Dear Liz: I've accumulated too many credit cards, sometimes to get extra frequent flier miles. All frequent flyer miles cards have an annual fee. I always pay the cards in full every month.
My credit score is over 800 every month. You've heard that your credit score is affected when credit accounts are closed. Is this true and how much? How do you recommend reducing the number of credit cards?
Answer: Yes, foreclosure cards can hurt your credit score. The “how much” question is impossible to predict and will depend on your credit situation as well as how you reduce your card wallet.
Keep in mind that there is no such thing as “too many credit cards” when it comes to credit scoring formulas. As long as you pay your bills on time and use only a small portion of your available credit limits, you can get a lot of cards and great results.
However, monitoring a bunch of different cards can be overwhelming. You also don't want to keep paying annual fees for cards that don't offer enough benefits.

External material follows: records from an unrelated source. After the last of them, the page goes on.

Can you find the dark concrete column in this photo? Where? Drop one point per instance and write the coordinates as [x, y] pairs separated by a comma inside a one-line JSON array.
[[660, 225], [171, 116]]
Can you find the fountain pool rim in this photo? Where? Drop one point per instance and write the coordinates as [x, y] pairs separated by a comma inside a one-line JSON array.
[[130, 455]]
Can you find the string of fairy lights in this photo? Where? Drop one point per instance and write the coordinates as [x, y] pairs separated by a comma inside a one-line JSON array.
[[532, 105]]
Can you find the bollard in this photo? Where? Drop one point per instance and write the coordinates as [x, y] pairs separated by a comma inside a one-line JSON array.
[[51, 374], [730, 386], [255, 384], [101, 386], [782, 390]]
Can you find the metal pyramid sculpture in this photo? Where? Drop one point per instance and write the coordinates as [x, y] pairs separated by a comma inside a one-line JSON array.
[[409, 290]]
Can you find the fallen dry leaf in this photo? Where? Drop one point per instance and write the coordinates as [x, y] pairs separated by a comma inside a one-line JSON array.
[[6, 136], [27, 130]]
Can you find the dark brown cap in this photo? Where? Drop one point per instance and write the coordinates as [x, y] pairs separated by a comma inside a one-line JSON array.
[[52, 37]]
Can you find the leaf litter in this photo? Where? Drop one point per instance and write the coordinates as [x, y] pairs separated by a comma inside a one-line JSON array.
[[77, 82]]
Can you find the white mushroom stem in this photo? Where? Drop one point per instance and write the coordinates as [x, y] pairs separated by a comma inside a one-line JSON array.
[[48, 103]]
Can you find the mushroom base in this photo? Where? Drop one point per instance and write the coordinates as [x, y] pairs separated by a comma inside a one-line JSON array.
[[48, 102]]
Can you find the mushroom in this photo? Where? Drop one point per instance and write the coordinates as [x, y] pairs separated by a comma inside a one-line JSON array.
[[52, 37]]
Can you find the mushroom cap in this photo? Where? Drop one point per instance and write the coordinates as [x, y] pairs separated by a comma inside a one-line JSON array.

If fees are your primary concern, identify the cards you want to close and ask the issuers if you can get a “product change” to a no-fee card. This usually will not affect your score because the account is simply transferred rather than closed and reopened.

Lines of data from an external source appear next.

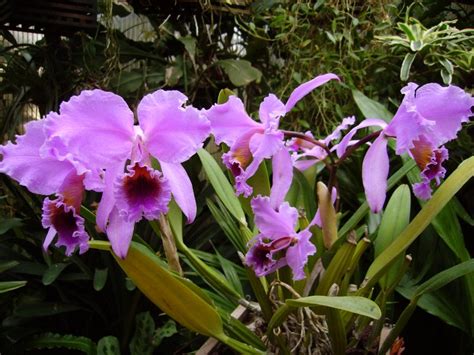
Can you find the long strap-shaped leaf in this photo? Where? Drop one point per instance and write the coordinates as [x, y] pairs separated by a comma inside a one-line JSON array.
[[168, 292], [174, 295], [440, 198]]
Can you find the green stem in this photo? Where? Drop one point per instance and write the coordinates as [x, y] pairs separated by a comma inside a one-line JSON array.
[[238, 346]]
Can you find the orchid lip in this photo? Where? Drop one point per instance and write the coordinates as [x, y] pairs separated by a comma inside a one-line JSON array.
[[67, 223], [143, 192]]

If you need to thin out the herd, know that credit scoring formulas are sensitive to credit utilization, or the amount of available credit you use on each card and overall.

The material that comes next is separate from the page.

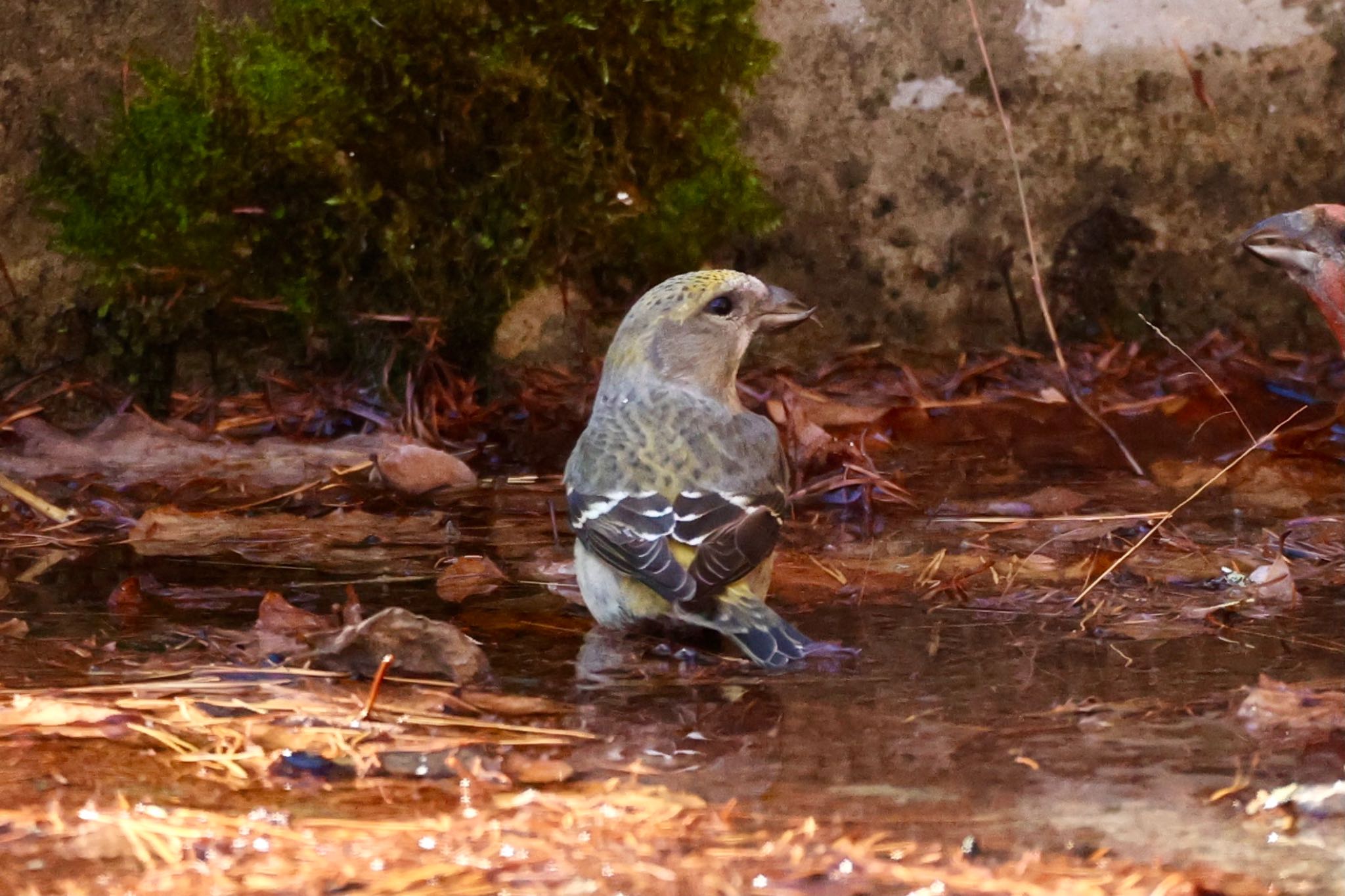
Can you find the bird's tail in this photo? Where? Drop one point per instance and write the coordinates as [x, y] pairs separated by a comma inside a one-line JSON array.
[[761, 633]]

If you have multiple cards from the same issuer, ask if it's possible to add the credit limit from the card you're closing to one of your remaining cards. Another option is to close only cards with minimums.
You won't want to close any cards if you're looking for a large loan, such as auto financing or a mortgage, in the next few months. Defer until after you get the loan.
Also try to use or transfer any points or miles you have earned on cards you plan to close because these rewards may disappear upon closing.
Determine the value of the house
Dear Liz: I understand that as a widow, if I sell my home, I get the increased value from the year my husband died. Should I have gotten an appraisal back then (26 years ago)? How do I know what my home is worth at that time? We bought him in 1973 and he died in 1998.
Answer: In most states, half of the property owned jointly by a married couple receives a new, favorable increase in tax basis upon the death of the spouse. In community property states like California, both halves of the property may get this move.
A professional appraisal 26 years ago would have been helpful, although a good appraiser can do a retrospective appraisal, said Jennifer Soday, a Long Beach estate planning attorney.
Before you hire an appraiser, hire a tax professional, Soday said. Your CPA or tax preparer will use the data to file your return, report the sale of your home and calculate any capital gains taxes due, so find out how they recommend getting it.
Alternatives to paper checks
Dear Liz: Because I'm concerned about check fraud, I pay most of my bills online. However, you still need checks to pay the housekeeper, gardener, etc. I use a gel ink pen to deter fraud but I'm wondering if there is something else I should consider doing.
Answer: Checks you hand out to people you know are probably less risky than ones you send through the mail, but there may be better options.
Most Americans have accounts that include at least one peer-to-peer payment app, such as Venmo, Zelle, or PayPal. This can be a safe and convenient way to pay people you know.
Make sure to create a strong, unique password for your account and to keep apps updated. Whatever payment method you use — checks, online payments, or peer-to-peer apps — keep monitoring your linked bank or credit card accounts so you can quickly spot and report any suspicious transactions.
Liz Weston, certified financial planner, is a personal finance columnist for the Los Angeles Times and NerdWallet. Questions can be sent to her at 3940 Laurel Canyon, No. Box 238, Studio City, CA 91604, or by using the “Contact” form at Asklizweston.com.